Tuesday, August 20, 2013





On August 20, 1619, some   “20 and odd” African  captives arrived In The United States aboard a Dutch “man of war” named White Lion as indentured servants, landing  at Old Point Comfort in Jamestown Colony, Virginia. They would be the first blacks to be forcibly settled as involuntary laborers in what would become the United States.
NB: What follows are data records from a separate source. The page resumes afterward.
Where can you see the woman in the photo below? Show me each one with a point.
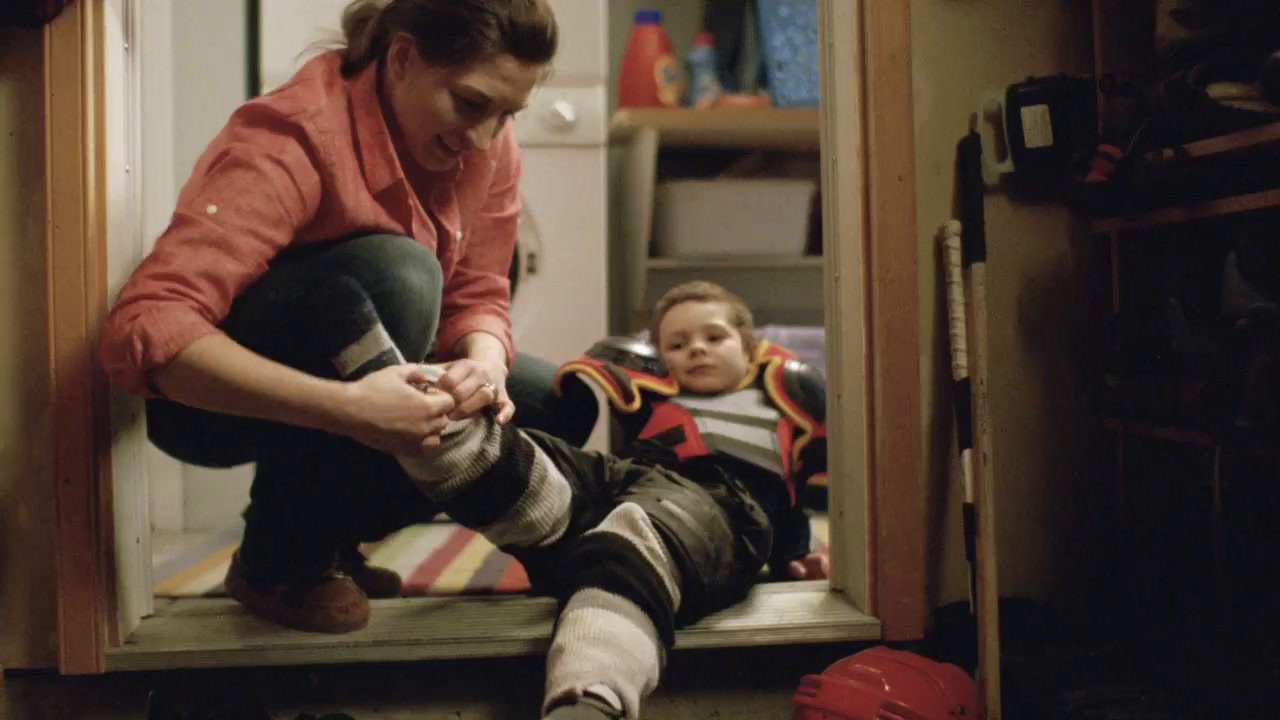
(379, 182)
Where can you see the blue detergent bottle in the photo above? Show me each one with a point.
(704, 85)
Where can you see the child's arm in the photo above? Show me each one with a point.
(791, 543)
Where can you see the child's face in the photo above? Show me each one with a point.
(702, 347)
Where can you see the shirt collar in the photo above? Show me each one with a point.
(378, 156)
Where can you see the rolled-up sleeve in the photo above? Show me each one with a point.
(250, 192)
(478, 294)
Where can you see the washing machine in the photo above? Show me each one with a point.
(558, 274)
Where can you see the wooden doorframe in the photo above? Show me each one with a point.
(871, 132)
(896, 487)
(76, 291)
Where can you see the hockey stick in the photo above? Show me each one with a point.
(974, 259)
(958, 333)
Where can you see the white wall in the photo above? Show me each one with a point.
(210, 58)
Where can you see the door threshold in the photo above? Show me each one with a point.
(190, 633)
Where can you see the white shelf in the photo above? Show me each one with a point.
(753, 128)
(736, 263)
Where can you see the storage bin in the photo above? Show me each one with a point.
(789, 49)
(732, 217)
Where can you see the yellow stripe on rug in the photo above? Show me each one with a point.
(456, 577)
(406, 550)
(200, 578)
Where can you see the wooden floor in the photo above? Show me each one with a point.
(218, 633)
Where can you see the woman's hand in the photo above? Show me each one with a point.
(814, 566)
(385, 411)
(476, 384)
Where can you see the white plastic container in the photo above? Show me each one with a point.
(732, 217)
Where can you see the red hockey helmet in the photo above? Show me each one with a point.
(887, 684)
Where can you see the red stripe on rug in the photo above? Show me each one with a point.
(421, 579)
(485, 578)
(513, 578)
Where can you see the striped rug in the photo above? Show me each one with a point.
(433, 559)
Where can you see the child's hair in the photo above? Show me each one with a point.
(703, 291)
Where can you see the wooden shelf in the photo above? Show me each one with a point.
(1207, 209)
(201, 632)
(1159, 432)
(758, 128)
(1242, 140)
(736, 263)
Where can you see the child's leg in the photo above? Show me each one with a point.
(626, 548)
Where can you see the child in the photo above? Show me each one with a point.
(630, 547)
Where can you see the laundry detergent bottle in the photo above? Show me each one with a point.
(704, 86)
(650, 74)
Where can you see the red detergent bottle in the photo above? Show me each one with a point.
(650, 76)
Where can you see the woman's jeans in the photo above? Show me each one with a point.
(314, 493)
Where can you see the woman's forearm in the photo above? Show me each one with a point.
(219, 374)
(481, 346)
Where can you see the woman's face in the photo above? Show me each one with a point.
(437, 114)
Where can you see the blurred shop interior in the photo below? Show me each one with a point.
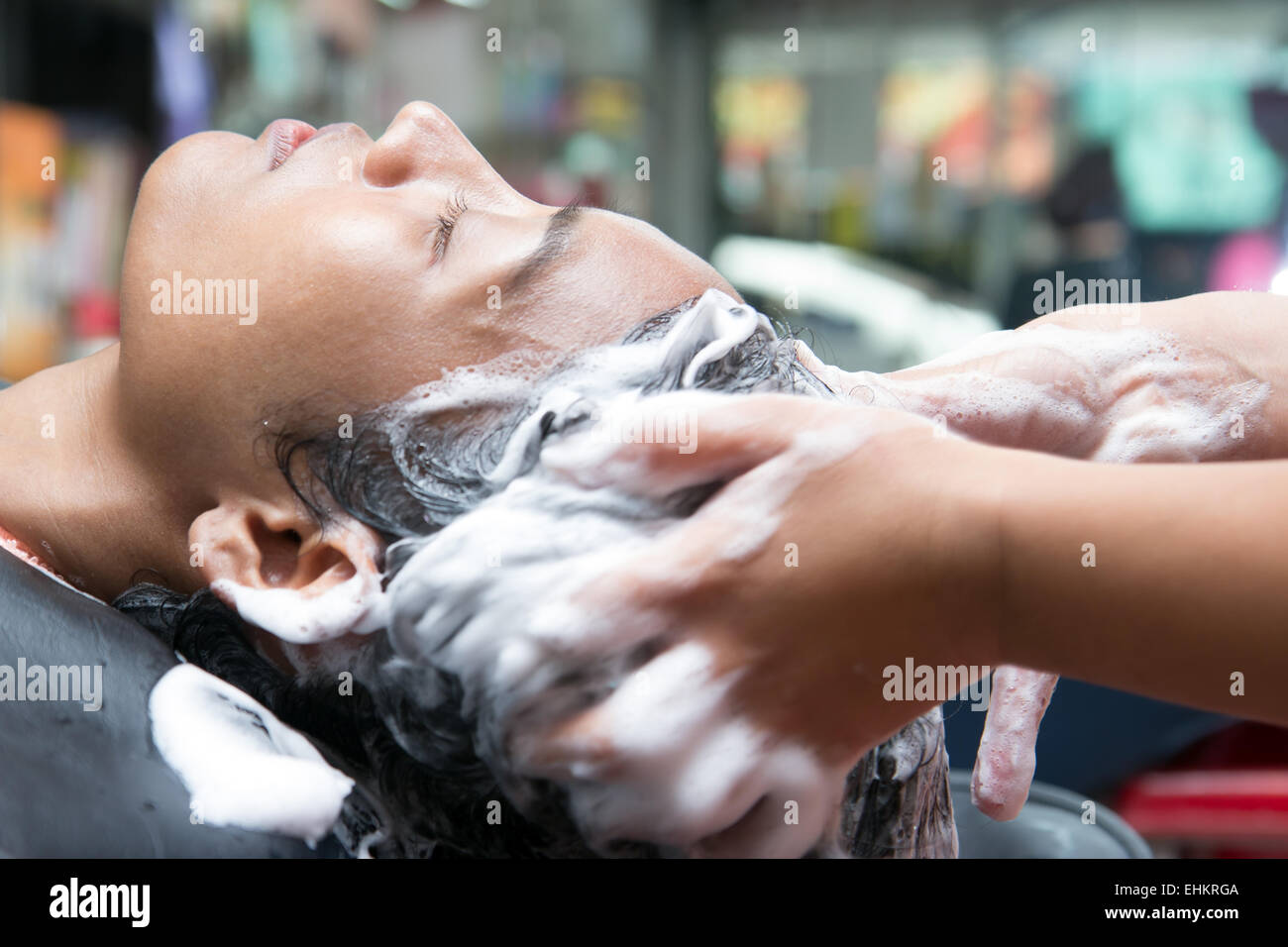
(890, 176)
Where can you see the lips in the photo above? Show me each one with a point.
(283, 137)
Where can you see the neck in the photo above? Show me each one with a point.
(75, 493)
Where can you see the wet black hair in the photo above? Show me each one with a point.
(436, 800)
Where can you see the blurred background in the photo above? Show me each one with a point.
(892, 175)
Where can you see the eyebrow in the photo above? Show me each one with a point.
(553, 244)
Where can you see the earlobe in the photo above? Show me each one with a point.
(287, 575)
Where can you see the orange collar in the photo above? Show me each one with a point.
(12, 544)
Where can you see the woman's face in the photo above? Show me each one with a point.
(352, 287)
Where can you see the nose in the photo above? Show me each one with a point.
(421, 144)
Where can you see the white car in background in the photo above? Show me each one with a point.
(863, 313)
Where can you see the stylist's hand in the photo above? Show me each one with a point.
(846, 540)
(1081, 382)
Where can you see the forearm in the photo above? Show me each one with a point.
(1082, 382)
(1163, 579)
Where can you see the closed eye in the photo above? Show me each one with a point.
(447, 222)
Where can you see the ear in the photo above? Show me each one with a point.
(282, 571)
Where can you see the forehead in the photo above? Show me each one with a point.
(630, 270)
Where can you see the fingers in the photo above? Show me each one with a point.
(1008, 751)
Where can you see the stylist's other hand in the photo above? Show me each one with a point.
(845, 540)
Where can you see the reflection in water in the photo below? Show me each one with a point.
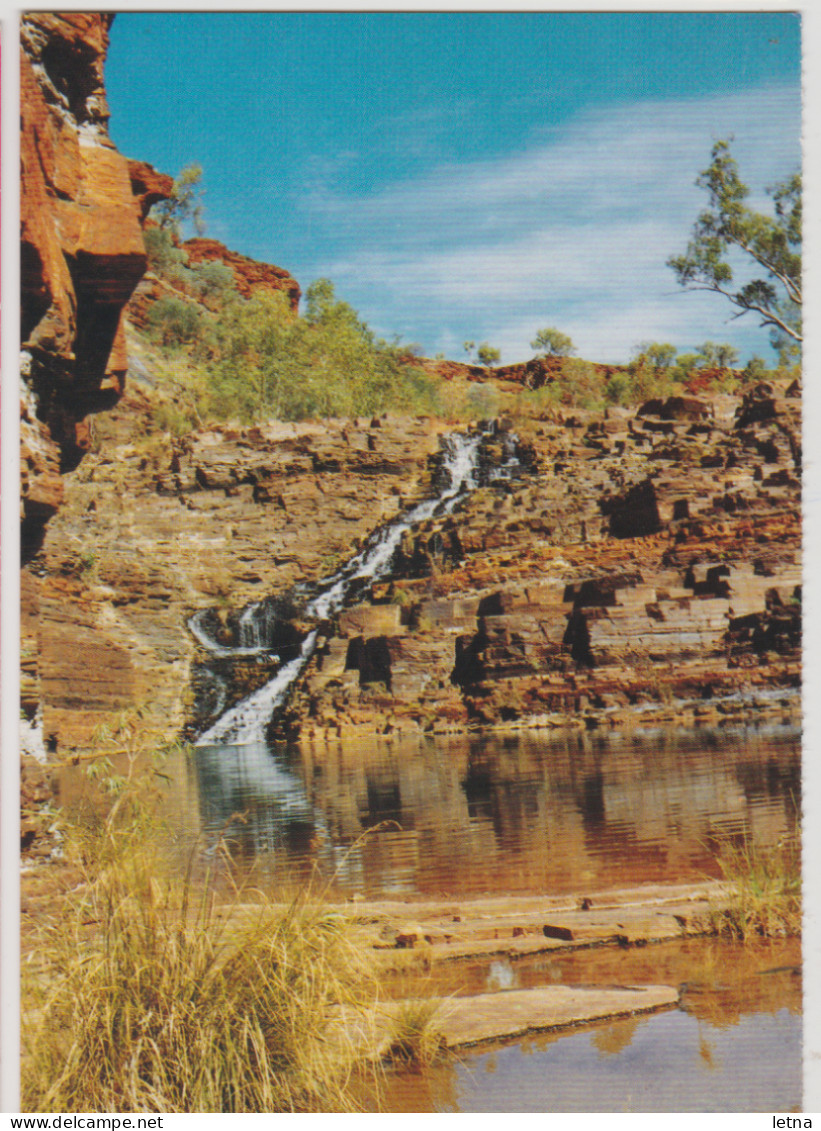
(735, 1044)
(515, 813)
(670, 1062)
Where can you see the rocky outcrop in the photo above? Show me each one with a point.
(81, 250)
(649, 569)
(154, 528)
(249, 274)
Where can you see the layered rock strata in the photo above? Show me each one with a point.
(81, 250)
(647, 568)
(650, 569)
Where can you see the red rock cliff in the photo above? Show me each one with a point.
(81, 250)
(249, 275)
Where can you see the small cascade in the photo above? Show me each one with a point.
(247, 721)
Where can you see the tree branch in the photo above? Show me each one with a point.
(769, 318)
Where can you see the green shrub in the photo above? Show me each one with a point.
(213, 282)
(173, 320)
(619, 389)
(163, 255)
(754, 371)
(580, 385)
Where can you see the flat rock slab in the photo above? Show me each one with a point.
(516, 1012)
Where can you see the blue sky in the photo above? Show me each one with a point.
(469, 175)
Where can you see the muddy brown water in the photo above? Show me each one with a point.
(535, 813)
(517, 813)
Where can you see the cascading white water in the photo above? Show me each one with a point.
(247, 721)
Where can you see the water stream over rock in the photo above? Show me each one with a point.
(247, 721)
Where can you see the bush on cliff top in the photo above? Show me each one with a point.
(258, 360)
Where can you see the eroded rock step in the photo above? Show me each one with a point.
(516, 929)
(515, 1013)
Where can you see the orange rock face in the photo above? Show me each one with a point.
(249, 275)
(81, 249)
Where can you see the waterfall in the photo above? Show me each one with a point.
(247, 721)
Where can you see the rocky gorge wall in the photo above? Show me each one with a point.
(646, 566)
(81, 250)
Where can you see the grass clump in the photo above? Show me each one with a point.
(415, 1037)
(145, 992)
(765, 891)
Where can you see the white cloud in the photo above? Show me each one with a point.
(572, 232)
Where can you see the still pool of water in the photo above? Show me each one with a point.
(734, 1045)
(517, 813)
(537, 813)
John Rolfe who served as secretary and recorder general of Virginia (1614–1619) and as a member of the governor's Council (1614–1622) provides us with an eyewitness account of this first group. “About the last of August [1619] came a Dutch man of Warre that sold us twenty negars.” John Rolfe was one of the early English settlers of North America. He is credited with the first successful cultivation of tobacco as an export crop in the Colony of Virginia and is known as the husband of Pocahontas (m. 1614–1617) "the most deare and wel-beloved" daughter of  Powhatan, the powerful chief of the Algonquian Indians in the Tidewater region of Virginia. He used Slaves along with indentured whites to do the heavy labor required to plant, weed, and harvest the tobacco. The shift from indentured servitude to slavery in the labor system was the reason tobacco thrived in Virginia.

Among the most controversial issues confronting the delegates to the Constitutional Convention, August 1787, was that of slavery. '(Our) peculiar institution' was a euphemism for slavery and the economic ramifications of it in the American South. The meaning of 'peculiar' in this expression is something distinctive to or characteristic of a particular place or people. For slaves, "peculiar institution" meant a life of incessant toil, brutal punishment, and the constant fear that their families would be destroyed by sale. Slavery made America one of the most powerful countries in the world.


We must remember and not forget these days and our history for our sakes and for our children’s. Part of God's purpose in requiring the children of Israel to remember the Passover was to inspire questions from future young generations, for their instruction Ex. 13:3 And Moses said unto the people, Remember this day, in which ye came out from Egypt, out of the house of bondage; for by strength of hand the LORD brought you out from this place: there shall no leavened bread be eaten.